The platform uses Intel Xeon processor-based servers and an Apache Hadoop solution stack for scalability to process massive data volumes. The architecture is built on four layers implemented with open source and commercial products, in addition to its own patented innovations.
"By using Intel Xeon processor-based servers, Apixio's cognitive computing platform has the performance needed to do computationally intensive workloads that ultimately unlock untold value in healthcare data," said Rogers, in a statement.
The Iris platform uses proprietary data extraction tools and machine-learning algorithms: a self-learning system with real-time healthcare data, Apixio officials say, helping create a fuller picture of the patient.
Its analytics engine uses natural language processing and machine-learning technologies to create health profiles, evaluate risk and enable better quality care decisions and performance.
Apixio's platform groups similar patients and cases to achieve evidence-based patient data. Data changes over time, and by looking at similar patients the data can tell healthcare providers what works.
Apixio's isn't the first cognitive computing platform to be applied to healthcare. IBM's Watson is perhaps the best known, of course.
"We're not trying to compete with or denigrate Watson, but rather to take a different approach," Schulte says.

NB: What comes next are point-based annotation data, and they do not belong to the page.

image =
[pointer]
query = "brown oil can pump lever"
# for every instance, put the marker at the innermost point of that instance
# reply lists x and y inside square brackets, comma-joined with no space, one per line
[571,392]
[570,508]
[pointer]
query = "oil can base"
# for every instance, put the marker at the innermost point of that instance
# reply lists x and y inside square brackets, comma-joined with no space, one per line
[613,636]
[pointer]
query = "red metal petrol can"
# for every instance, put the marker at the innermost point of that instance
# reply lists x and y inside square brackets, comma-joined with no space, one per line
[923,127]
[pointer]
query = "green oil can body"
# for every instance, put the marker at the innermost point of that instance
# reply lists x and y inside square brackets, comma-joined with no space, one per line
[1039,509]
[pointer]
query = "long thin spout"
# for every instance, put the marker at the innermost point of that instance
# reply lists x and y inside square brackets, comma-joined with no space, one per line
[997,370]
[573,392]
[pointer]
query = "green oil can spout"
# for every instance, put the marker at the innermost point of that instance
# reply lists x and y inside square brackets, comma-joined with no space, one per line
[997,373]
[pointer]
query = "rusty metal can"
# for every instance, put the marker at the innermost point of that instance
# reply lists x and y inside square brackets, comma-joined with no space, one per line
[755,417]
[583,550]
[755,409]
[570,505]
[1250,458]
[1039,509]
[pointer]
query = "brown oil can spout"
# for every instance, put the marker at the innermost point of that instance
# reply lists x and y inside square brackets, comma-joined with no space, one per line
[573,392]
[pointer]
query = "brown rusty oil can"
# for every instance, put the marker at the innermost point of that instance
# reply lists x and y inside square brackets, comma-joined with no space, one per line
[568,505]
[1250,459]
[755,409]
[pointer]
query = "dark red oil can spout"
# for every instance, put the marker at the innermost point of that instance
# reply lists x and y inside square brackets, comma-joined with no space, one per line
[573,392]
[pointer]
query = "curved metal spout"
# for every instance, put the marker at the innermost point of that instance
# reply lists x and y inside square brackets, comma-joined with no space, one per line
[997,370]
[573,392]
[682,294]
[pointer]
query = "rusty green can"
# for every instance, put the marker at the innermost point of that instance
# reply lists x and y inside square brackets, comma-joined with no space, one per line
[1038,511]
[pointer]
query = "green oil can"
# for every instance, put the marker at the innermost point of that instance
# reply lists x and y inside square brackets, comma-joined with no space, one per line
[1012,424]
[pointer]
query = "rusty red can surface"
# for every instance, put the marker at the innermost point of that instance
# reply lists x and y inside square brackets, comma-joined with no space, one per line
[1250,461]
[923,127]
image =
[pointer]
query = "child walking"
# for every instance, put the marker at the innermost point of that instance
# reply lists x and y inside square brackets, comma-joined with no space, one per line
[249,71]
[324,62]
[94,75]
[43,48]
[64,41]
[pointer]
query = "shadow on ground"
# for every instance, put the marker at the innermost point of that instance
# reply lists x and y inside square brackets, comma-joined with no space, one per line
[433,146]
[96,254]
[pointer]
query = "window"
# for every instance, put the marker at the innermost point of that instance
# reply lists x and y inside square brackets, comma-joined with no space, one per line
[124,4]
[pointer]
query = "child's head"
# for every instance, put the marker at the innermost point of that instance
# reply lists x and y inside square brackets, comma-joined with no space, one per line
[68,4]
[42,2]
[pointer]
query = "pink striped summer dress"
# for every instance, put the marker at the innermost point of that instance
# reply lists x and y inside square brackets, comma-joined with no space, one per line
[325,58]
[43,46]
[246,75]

Apixio also announced the release today of its HCC Profiler, built upon Iris. The profiler mines clinical medical charts, Medicare-reported chronic condition data and medical billing data to compute patient risk scores. It creates targeted care delivery and helps Medicare set payer and provider payment for patients enrolled in Medicare Advantage.
San Ramon, Calif.-based Hill Physicians was one of the first providers to to try the HCC profiler pilot. Jennifer Pereur, the physician network's director of government programs, tells Healthcare IT News that the platform offers a way to "automate a manual process."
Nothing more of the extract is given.